I will probably buy more loot boxes for this Halloween event and future events even though I have slowed considerably on my OW play. Why? Not because I am addicted to getting the skins, many of which I never use again once new ones come out. I do it because I want to thank Blizzard for 1) the game they developed and 2) the stark difference in how they treat their player base compared to Bungie and 3) I am not a gamer who would spend that extra $40 on another game coming out every few months, I play only a few type of games. I like the difference between Jeff Kaplan and DeeJ/Cozmo so much I am willing to support Blizzard in their endeavors to continue to bring me OW maps, characters and God-willing one day a Campaign experience in a sequel.

 

If that makes me part of the problem, I apologize to those of you getting swept up in the rushing flood of microtransactions.
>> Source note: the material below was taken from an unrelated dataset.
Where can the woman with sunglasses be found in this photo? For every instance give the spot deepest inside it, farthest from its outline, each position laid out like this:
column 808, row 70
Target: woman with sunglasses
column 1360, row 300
However, know that I would never support a game that was P2W like NBA2k18 or the like. I would never buy my next round on a phone game when I could just wait until tomorrow to play. I give Blizzard money every few months because I believe in what they are doing with their game.

post #32 of 34
Cosmetic loot boxes for competitive games are fine. Overwatch isn’t a game you can ‘finish’. New characters/maps get added, the game is tweaked for balance, and they have to maintain the servers. For a game like that, coming up with a way to continue making money from the user base that has bought in is perfectly legitimate. If they aren’t charging a subscription fee, cosmetic lockboxes are a reasonable alternative. Just don’t buy them if you don’t like it.

It’s lockboxes with 1) gameplay items that create a pay to win situation or 2) that essentially lock actual basic game content behind a paywall (like the Shadow of War ending) that need to stop.
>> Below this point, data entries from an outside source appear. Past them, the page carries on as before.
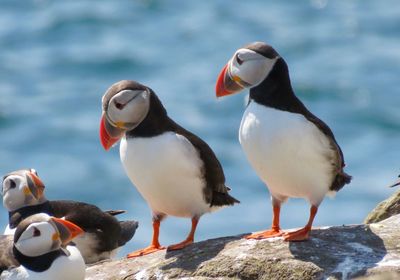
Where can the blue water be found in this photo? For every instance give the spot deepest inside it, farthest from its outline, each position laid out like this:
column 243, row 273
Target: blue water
column 58, row 57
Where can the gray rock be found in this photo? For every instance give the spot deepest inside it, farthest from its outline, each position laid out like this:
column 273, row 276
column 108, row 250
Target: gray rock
column 385, row 209
column 342, row 252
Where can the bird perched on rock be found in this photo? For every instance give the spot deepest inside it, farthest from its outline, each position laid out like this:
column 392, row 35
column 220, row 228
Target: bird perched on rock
column 175, row 171
column 293, row 152
column 23, row 195
column 39, row 251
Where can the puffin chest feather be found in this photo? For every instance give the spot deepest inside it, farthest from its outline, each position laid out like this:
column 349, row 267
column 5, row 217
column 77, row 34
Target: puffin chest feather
column 167, row 171
column 289, row 153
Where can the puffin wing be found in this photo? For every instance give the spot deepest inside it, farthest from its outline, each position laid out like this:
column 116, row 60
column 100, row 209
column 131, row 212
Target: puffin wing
column 7, row 259
column 216, row 192
column 341, row 178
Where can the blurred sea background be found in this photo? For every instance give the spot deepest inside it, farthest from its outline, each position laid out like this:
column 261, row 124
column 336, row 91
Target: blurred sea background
column 57, row 58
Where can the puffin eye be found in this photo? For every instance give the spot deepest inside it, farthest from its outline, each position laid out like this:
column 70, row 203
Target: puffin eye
column 239, row 61
column 36, row 232
column 12, row 184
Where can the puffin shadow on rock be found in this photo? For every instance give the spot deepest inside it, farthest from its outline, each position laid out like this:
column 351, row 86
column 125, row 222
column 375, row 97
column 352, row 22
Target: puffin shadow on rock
column 191, row 257
column 344, row 253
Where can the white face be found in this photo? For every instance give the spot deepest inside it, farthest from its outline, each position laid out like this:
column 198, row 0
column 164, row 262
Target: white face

So anyone that gives you a hard time for spending money on Overwatch can take a hike. You can spend your money however you want.
post #33 of 34
Quote:
Originally Posted by Amos Orange View Post

So where does that put something like booster packs of Magic: The Gathering cards?

Collectible card games frame the debate over this business model in such an interesting way because of the precedent that they created. The gambling boxes are there at the very beginning, where you gamble on getting the game pieces you want in order to play at all. A whole generation of gamers grew up with them and consider the need to buy packs of cards as normal.

There are a number of digital collectible card games on the market now, with online matchmaking. These games still have labor costs to run - they have to pay artists, musicians, coders, and infrastructure people - but the cost of printing cards and shipping them to stores is completely eliminated. These games are a gold mine for their developers. And since the online matchmaking tools put the publisher in the position of the tournament or convention guy who sets the rules about which cards are allowed, the developers can redesign a popular card or retire an entire product line in favor of a newer batch whenever they feel like it, sending players back to the game's online store to rebuild their decks.